Papa Francesco: “La Chiesa italiana incominci un processo di Sinodo nazionale”

“In questo anno contrassegnato dall’isolamento e dal senso di solitudine causati dalla pandemia” il virus “ha scavato nel tessuto vivo dei nostri territori, soprattutto esistenziali, alimentando timori, sospetti, sfiducia e incertezza. Abbiamo capito, infatti, che non possiamo fare da soli e che l’unica via per uscire meglio dalle crisi è uscirne insieme, riabbracciando con più convinzione la comunità in cui viviamo”. A sottolinearlo il Papa, ricevendo oggi in udienza i partecipanti all’Incontro promosso dall’Ufficio catechistico nazionale della Cei nel 60° della sua istituzione. Secondo Francesco, la catechesi e l’annuncio “non possono che porre al centro questa dimensione comunitaria. Non è il momento per strategie elitarie”. “La grande comunità”, ha quindi spiegato a braccio, è “il santo popolo fedele di Dio. Non si può andare avanti fuori del santo popolo fedele di Dio, il quale – come dice il Concilio – è infallibile in credendo. Sempre con il santo popolo di Dio”. “Cercare appartenenze elitarie – il monito di Francesco – ti allontana dal popolo di Dio, forse con formule sofisticate, ma tu perdi quell’appartenenza alla Chiesa che è il santo popolo fedele di Dio”. Questo, ha quindi scandito, è “il tempo per essere artigiani di comunità aperte” e “missionarie”, di “comunità che guardino negli occhi i giovani delusi, che accolgano i forestieri e diano speranza agli sfiduciati”. “È il tempo di comunità che, come il Buon Samaritano, sappiano farsi prossime a chi è ferito dalla vita, per fasciarne le piaghe con compassione”. “Non dimenticatevi questa parola: compassione”, ha aggiunto fuori testo richiamando tutte le volte in cui, secondo il Vangelo, Gesù “ebbe compassione”. Nel riprendere le proprie parole al Convegno ecclesiale di Firenze, il Papa ha ribadito: “Desidero una Chiesa ‘sempre più vicina agli abbandonati, ai dimenticati, agli imperfetti. […] Una Chiesa lieta col volto di mamma, che comprende, accompagna, accarezza”. “Dopo cinque anni – ha concluso a braccio -, la Chiesa italiana deve tornare al Convegno di Firenze e deve incominciare un processo di Sinodo nazionale, comunità per comunità, diocesi per diocesi: anche questo processo sarà una catechesi. Nel Convegno di Firenze c’è proprio l’intuizione della strada da fare in questo Sinodo. Adesso, riprenderlo: è il momento. E incominciare a camminare”.

  1. secondo voi, perché Papa Francesco lo ha sollecitato rivolgendosi alla Chiesa Italiana?
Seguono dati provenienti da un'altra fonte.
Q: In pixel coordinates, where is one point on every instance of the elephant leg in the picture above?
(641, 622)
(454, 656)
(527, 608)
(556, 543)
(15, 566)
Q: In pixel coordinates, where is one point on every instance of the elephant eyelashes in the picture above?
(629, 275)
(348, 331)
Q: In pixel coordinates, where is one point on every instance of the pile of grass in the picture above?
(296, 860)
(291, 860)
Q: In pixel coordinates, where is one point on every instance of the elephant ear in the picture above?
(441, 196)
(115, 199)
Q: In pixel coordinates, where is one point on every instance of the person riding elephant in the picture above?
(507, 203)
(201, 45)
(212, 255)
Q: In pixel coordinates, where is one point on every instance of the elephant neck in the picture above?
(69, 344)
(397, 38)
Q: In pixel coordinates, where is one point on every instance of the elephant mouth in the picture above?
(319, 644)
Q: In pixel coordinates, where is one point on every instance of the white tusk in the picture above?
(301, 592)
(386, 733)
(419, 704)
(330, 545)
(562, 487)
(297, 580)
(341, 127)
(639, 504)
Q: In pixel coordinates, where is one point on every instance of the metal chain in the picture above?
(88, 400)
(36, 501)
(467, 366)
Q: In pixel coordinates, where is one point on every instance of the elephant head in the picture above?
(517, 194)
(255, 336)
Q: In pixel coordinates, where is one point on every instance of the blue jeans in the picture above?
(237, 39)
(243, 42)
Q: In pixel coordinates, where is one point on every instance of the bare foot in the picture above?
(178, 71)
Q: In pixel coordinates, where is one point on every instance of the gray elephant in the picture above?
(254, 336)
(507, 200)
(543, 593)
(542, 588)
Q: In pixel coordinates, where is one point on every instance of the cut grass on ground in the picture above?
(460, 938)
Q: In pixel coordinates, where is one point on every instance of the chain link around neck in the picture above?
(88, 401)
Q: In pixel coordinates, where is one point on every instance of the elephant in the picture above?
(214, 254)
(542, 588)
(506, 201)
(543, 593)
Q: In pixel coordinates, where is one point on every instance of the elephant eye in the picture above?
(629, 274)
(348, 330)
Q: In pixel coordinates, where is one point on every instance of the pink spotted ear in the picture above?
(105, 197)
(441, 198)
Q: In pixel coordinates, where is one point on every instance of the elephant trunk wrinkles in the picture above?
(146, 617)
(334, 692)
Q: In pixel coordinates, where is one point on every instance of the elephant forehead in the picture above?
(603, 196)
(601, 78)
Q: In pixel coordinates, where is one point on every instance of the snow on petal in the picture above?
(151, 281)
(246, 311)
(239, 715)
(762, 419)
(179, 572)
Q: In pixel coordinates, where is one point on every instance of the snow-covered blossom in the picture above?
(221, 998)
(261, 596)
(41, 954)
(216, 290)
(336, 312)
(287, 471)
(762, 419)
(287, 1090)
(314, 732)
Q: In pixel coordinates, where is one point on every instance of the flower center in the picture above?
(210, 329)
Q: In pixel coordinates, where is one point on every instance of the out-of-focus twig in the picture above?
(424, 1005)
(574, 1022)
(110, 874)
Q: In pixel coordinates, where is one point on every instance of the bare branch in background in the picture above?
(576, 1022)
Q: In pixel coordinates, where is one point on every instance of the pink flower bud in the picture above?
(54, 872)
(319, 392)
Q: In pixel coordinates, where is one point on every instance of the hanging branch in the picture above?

E’ una domanda che ci dobbiamo porre noi frequentatori delle Messe domenicali, in primis, prelati ma anche laici; perché si è rivolto al Popolo di Dio Italiano, quando per la maggior parte dei suoi interventi pastorali, le Sue sollecitazioni, debbono essere intese a beneficio di tutto il mondo cattolico e non solo? Le ragioni probabilmente le troveremo nelle risposte con cui noi, quasi infastiditi, realizziamo di avere un’ulteriore “faccenda” da programmare, da eseguire…senza chiederci del perché!Sinodo, camminare insieme! Ecco, prima di inoltrarci in un ulteriore percorso, dovremmo a mio avviso, fare “reset” nelle nostre mentalità, con cui il nostro impegno nella Chiesa, viene svolto, e magari cominciare dall’ultimo gradino, capovolgendo le priorità nelle scelte con cui le nostre responsabilità hanno un peso determinato. Tempo fa, ho posto delle domande a persone che danno moltissimo del loro tempo ad operare per beneficienza e, purtroppo, mi sono scontrata con una mentalità nel pensare di fare del bene, escludendo invece una progettualità di rinnovamento nel rendere più efficace quella cosiddetta “carità” che invece dovrebbe essere prima di tutto “ricevuta” da coloro che richiedono di essere aiutati! Quale carità è se passa la modalità di “fare” per gli altri senza “incontro di sguardi? E’ semplicemente, un “fare” senza “amore”, senza alcuna empatia nel rapporto umano che invece, è di primaria importanza, affinché l’altro, non venga trattato da povero, quando il “povero”, siamo noi che non percepiamo l’umiliazione dell’altro, costretto ad avere bisogno di “noi” per sopravvivere! E’ lo sguardo e la luminosità dei nostri occhi,… è una carezza di un sorriso,… che ci dà la gioia di dare e ricevere “carità”, cioè “amore”!